Initialization of a layer with different function than its forward function

I have a layer in my network, suppose it is a matrix that inputs x and outputs y=Ax.
Now, the matrix A is just a placeholder, it is defined based on a function f(x) where x is the input (i.e A=f(x)). So we can say y=Ax=f(x)*x. Trainable parameters are parameters inside f, not A.
Implementing such network is quite easy, the problem is that I want to initialize the placeholder, A, in another fashion, meaning that A=g(x) in initialization, where g is different than f.

I’m not sure how to properly implement this. Using a flag for initialization feels hacky and doesn’t seem like true initialization—it just switches between two computations. Additionally, I’m concerned that this kind of network might not be fully end-to-end differentiable.

Does this make sense, and is it possible to implement this in a principled way in PyTorch? Let me know if anything is unclear or if you have questions about my explanation.

This statement is a bit unclear since you are claiming the layer contains the matrix A, which sounds as if A is a trainable nn.Parameter, while later you are explaining A is computed from the input via A = f(x).
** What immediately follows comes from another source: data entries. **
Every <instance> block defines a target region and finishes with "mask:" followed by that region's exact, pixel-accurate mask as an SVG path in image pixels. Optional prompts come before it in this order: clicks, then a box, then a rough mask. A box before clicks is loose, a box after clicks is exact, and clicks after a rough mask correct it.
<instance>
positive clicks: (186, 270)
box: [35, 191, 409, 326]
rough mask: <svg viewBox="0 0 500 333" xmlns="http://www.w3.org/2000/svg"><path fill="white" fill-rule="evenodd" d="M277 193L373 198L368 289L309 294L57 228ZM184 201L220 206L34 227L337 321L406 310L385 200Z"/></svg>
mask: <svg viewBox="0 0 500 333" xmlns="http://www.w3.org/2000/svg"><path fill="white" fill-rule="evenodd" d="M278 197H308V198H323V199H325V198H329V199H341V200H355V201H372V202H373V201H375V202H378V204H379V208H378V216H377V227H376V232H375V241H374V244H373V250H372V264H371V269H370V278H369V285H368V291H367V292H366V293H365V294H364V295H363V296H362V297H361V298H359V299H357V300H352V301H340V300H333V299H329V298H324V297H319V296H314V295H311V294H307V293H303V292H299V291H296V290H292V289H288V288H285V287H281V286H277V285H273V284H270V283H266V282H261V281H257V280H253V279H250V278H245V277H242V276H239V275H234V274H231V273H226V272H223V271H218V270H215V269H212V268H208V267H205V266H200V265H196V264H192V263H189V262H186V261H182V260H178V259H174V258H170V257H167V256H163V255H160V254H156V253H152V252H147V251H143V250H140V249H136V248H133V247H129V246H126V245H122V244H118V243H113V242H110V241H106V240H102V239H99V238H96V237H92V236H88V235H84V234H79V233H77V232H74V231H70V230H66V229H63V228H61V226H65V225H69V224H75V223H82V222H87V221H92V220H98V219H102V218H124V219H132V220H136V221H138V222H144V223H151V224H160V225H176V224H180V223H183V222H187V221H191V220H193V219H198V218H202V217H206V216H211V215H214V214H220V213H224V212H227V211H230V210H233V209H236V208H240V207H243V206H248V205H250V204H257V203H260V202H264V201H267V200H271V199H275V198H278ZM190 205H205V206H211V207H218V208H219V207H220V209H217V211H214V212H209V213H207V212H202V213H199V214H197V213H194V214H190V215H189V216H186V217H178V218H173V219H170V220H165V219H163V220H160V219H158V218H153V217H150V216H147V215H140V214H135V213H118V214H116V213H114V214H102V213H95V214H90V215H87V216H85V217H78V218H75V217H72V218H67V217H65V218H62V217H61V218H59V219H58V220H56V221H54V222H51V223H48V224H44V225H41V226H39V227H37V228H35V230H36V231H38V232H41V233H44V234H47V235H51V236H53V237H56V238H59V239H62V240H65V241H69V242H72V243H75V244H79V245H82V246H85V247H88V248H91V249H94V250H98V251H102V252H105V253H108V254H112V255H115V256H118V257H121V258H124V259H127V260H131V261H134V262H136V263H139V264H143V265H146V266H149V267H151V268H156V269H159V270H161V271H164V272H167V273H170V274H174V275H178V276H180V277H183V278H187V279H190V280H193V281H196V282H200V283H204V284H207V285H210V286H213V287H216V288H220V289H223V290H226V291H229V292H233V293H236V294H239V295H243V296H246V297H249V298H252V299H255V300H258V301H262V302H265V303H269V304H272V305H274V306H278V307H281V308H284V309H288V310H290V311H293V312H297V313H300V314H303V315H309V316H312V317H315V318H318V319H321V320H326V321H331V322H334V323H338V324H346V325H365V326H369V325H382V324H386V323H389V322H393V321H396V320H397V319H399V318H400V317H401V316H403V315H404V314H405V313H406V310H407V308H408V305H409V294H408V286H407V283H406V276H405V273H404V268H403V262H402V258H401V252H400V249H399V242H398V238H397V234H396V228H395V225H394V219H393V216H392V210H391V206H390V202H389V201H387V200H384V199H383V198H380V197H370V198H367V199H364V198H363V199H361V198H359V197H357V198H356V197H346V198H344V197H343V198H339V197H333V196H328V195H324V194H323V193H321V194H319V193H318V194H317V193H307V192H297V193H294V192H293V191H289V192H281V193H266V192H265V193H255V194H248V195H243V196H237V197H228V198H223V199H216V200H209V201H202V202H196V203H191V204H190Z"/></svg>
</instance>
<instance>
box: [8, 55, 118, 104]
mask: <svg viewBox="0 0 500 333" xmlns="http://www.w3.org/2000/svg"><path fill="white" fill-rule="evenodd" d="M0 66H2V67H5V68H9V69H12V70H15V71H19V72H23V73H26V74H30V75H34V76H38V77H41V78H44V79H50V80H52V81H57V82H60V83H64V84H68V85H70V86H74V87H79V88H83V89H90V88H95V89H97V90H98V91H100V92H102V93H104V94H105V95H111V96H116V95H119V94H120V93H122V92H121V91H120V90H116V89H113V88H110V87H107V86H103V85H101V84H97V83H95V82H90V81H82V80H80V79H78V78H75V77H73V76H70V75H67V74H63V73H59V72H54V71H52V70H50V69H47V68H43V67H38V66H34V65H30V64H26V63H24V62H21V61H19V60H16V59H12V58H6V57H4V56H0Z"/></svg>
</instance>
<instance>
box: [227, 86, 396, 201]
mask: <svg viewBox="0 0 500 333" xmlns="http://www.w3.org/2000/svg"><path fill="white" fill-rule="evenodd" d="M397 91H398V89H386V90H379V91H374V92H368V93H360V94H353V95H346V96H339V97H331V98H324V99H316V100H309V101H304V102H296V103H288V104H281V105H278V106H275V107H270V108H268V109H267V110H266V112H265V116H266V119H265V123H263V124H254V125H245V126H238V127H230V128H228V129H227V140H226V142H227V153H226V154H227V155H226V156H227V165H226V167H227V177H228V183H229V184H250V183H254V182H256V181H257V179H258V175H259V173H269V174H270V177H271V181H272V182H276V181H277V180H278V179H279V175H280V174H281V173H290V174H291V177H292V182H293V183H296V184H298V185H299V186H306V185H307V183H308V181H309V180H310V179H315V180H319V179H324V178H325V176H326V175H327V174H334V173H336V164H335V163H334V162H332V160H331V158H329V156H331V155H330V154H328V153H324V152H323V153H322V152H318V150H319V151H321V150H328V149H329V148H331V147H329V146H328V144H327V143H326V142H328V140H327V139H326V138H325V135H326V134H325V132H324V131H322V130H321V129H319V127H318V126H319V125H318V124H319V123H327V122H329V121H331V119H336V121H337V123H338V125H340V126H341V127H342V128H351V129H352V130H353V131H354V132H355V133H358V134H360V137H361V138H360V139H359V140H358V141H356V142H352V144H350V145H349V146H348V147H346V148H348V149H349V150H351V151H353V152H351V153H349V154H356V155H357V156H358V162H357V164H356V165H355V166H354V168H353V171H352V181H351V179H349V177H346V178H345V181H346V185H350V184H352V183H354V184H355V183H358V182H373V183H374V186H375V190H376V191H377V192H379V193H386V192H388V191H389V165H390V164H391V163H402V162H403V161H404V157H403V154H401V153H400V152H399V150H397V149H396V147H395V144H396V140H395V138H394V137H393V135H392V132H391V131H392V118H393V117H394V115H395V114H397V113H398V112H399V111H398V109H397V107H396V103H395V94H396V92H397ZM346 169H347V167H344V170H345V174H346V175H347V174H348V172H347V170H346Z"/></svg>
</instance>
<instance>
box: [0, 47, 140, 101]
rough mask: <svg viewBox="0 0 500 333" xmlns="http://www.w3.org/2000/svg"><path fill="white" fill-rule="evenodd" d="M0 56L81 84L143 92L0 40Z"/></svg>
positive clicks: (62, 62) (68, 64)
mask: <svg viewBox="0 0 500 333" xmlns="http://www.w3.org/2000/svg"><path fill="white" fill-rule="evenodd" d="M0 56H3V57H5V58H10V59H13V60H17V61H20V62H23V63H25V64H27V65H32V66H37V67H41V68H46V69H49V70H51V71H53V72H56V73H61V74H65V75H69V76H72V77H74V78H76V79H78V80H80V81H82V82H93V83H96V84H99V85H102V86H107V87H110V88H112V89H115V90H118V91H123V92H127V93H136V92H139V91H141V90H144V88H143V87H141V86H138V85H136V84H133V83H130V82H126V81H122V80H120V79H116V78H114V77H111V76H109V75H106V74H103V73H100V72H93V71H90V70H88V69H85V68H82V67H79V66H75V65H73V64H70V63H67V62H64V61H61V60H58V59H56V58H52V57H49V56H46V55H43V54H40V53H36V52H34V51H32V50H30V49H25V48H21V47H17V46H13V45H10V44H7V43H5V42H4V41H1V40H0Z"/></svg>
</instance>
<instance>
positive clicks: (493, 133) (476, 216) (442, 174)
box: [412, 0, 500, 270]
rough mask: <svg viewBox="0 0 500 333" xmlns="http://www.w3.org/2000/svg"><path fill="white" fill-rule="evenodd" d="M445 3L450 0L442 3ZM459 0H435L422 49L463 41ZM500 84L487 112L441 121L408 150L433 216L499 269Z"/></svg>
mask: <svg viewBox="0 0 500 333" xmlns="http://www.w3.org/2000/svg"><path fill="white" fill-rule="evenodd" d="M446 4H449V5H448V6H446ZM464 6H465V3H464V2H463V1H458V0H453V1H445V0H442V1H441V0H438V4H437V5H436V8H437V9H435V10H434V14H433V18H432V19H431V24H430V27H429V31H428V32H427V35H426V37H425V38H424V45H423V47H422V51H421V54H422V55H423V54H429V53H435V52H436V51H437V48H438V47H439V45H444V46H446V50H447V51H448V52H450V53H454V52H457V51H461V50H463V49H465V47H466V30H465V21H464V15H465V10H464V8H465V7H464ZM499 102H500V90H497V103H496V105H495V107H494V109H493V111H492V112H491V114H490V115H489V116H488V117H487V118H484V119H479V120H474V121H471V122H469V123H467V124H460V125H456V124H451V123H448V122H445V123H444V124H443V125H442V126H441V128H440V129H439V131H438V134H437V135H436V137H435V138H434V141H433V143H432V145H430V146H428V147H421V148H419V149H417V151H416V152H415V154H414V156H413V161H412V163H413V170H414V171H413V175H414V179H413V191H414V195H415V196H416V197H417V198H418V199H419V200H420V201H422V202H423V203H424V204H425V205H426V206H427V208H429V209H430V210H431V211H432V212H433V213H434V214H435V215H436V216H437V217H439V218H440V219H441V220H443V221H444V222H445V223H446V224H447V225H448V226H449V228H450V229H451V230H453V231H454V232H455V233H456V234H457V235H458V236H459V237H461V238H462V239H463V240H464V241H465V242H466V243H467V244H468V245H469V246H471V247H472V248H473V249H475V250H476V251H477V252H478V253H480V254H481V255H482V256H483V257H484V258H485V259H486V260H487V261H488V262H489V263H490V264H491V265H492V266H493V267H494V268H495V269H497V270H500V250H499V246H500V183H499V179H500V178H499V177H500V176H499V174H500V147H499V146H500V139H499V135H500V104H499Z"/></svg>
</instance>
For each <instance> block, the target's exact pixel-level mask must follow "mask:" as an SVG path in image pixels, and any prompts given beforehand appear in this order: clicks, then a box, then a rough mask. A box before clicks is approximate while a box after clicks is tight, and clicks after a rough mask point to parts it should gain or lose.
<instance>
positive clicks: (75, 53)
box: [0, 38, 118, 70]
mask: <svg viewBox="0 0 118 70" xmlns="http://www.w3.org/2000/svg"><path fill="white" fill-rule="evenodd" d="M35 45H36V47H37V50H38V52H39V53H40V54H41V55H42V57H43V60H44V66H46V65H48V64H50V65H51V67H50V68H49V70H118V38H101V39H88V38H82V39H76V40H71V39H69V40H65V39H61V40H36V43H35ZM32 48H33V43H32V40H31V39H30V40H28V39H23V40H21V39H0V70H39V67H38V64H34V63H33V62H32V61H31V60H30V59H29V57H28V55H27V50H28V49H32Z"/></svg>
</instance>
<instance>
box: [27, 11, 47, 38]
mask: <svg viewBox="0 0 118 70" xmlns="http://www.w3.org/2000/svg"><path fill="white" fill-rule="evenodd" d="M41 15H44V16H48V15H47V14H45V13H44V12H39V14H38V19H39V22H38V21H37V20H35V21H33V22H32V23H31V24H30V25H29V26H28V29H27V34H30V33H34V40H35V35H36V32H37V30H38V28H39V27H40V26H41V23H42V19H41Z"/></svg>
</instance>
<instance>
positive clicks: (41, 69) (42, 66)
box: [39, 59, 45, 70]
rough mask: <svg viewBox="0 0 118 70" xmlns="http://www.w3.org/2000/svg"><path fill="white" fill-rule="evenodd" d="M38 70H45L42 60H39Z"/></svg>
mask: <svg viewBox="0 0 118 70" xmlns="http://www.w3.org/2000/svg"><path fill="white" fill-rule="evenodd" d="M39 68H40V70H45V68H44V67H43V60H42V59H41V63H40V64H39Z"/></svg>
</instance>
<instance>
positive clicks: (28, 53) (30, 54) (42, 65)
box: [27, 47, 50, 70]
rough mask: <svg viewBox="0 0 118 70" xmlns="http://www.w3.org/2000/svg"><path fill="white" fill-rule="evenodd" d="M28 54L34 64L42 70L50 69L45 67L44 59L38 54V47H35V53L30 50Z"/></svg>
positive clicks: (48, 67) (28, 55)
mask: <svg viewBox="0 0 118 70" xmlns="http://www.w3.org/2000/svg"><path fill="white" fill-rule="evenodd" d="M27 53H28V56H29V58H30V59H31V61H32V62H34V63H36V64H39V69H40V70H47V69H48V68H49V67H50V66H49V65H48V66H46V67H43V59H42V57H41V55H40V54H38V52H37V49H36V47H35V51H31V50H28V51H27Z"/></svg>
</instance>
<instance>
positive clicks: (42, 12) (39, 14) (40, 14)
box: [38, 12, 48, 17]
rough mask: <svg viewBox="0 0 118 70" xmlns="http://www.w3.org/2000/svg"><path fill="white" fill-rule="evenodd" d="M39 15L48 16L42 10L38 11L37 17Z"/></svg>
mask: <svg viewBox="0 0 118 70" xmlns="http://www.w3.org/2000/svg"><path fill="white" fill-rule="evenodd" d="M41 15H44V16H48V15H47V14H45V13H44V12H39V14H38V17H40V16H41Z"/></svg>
In this case, the layer would be a pure functional layer and would not contain any trainable parameters (which is fine). If so, you could indeed add some logic to the forward method to switch between the different A computations.

I agree, sorry for the confusion. I edited the question for better clarity.
The matrix itself is not trainable, the parameters inside the function f are trainable parameters, matrix A is just a placeholder for function f, during training, A is filled with f(x), but in initializaiton, A is based on g(x).